The present study is an admittedly audacious attempt to put an end to the “enigma”3 of 2 Enoch. If it seems disinterested in history, it is only because the book is not interested in the history we have assumed it would be interested in if it were interested in history, and that is because we have assumed the book is Jewish or Christian, when it is neither. It was authored by a Samaritan, and it reflects Samaritan theology and concerns throughout. Once this is recognized, interpreting 2 Enoch is not particularly difficult. Composed most likely in the first century CE, its context is the sectarian controversies within Samaritanism during that era. It was most likely written in a center of Samaritan learning, probably Shechem (or possibly Sebaste).

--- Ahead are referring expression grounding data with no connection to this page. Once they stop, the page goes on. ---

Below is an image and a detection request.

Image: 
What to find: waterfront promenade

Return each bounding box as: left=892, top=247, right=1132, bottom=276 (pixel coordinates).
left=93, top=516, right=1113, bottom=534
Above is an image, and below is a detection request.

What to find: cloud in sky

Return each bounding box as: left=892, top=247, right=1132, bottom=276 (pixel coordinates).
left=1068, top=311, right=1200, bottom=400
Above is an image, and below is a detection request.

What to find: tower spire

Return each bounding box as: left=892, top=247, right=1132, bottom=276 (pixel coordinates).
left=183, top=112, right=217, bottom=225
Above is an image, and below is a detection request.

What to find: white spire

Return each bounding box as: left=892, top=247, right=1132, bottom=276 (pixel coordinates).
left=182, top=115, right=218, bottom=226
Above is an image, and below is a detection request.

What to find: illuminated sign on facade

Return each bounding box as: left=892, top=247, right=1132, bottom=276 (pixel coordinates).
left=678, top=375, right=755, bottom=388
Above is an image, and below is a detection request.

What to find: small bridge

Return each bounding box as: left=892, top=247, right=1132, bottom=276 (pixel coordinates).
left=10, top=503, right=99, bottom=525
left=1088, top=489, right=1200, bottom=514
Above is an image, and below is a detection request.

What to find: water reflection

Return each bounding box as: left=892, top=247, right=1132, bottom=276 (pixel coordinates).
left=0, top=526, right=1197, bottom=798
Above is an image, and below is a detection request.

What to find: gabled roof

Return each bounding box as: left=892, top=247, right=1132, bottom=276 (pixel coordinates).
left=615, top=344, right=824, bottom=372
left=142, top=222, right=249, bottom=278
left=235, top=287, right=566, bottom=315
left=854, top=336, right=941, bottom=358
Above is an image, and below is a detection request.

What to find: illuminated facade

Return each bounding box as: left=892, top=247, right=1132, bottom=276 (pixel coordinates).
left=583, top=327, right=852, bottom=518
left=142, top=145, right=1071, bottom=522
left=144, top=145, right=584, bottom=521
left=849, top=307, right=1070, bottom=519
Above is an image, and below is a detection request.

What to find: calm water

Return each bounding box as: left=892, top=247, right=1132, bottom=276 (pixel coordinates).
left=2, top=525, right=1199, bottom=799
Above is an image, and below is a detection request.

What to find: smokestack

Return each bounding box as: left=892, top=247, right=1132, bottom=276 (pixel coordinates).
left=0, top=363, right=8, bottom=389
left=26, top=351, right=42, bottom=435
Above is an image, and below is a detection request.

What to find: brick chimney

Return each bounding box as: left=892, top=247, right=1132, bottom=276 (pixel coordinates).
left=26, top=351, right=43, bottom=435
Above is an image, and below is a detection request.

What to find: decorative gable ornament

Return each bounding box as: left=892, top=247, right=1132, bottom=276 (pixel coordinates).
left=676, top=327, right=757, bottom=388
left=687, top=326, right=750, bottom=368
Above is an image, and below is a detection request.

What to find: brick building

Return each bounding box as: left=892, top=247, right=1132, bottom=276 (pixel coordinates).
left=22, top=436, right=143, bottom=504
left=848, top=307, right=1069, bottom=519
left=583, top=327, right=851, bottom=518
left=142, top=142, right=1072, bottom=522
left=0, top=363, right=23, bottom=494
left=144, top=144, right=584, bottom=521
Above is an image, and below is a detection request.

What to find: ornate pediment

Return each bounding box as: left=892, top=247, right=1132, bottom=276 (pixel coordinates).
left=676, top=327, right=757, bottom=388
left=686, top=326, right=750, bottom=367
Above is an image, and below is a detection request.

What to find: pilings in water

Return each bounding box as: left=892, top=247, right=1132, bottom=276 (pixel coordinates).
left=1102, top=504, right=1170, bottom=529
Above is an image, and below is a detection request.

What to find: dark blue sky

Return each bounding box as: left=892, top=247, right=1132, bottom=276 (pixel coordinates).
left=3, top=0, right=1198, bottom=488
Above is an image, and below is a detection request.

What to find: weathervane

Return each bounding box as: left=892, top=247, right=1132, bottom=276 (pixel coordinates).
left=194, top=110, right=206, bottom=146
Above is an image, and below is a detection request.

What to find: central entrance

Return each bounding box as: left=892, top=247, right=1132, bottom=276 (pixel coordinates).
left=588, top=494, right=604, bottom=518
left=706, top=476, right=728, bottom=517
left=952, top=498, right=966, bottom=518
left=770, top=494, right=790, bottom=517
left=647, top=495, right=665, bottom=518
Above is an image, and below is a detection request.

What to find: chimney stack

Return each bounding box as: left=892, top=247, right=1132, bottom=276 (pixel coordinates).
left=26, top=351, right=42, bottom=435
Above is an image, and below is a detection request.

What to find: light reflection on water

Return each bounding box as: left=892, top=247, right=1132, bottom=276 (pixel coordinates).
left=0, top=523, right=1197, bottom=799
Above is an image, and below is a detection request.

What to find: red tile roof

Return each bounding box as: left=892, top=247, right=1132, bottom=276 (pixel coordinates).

The “2 Enoch” of this study is for the most part the 2 Enoch of the short recension, which more faithfully reflects the original book. The long recension bears witness to a later version contaminated by additions and alterations.4 The goal of the original author was to incorporate the Enochic tradition into Samaritanism in order to combat the Dosithean heresy and also to persuade his co-religionists to resume a full sacrificial cultus in the sacred meadow next to old Shechem, in the shadow of Mt. Gerizim. In order to do this, the author presented Enoch as the past and future “prophet like Moses” (Deut 18:15, 18), a figure of central importance in Samaritanism.

1

Francis I. Andersen, “2 (Slavonic Apocalypse of) ENOCH,” in The Old Testament Pseudepigrapha Volume 1: Apocalyptic Literature and Testaments, ed. James H. Charlesworth (Garden City, NY: Doubleday, 1983), 95 (henceforth “Andersen, OTP 1”).

2

So Andersen (OTP 1:91). Böttrich agrees: “The book lacks all national or messianic ideas. It is definitely not interested in history at all.” Christfried Böttrich, “The ‘Book of the Secrets of Enoch’ (2 En): Between Jewish Origin and Christian Transmission. An Overview,” in Andrei Orlov, Gabriele Boccaccini, and Jason M. Zurawski, eds., New Perspectives on 2 Enoch: No Longer Slavonic Only (SJS 4; Leiden: Brill, 2012), 37–67 (quote, 58).

3

Referring to Andersen’s much quoted line, “In every respect 2 Enoch remains an enigma,” words which have become almost a mantra among students of 2 Enoch (OTP 1:97).

4

Although it remains broadly true that the manuscripts divide into two main recensions, and scholars still find it convenient to speak of them in this way, there is admittedly more nuance to the categories and textual relationships than this. Some prefer to speak of four categories (short, very short, long, very long), although the “long/very long” distinction may be questioned. See Grant Macaskill, The Slavonic Texts of 2 Enoch (SJS 6; Leiden: Brill, 2013), 9–35. Among the longer MSS, R deserves special attention as the oldest known text. (Throughout this study, Macaskill’s sigla for 2 Enoch MSS are used, most of which have long been standard.).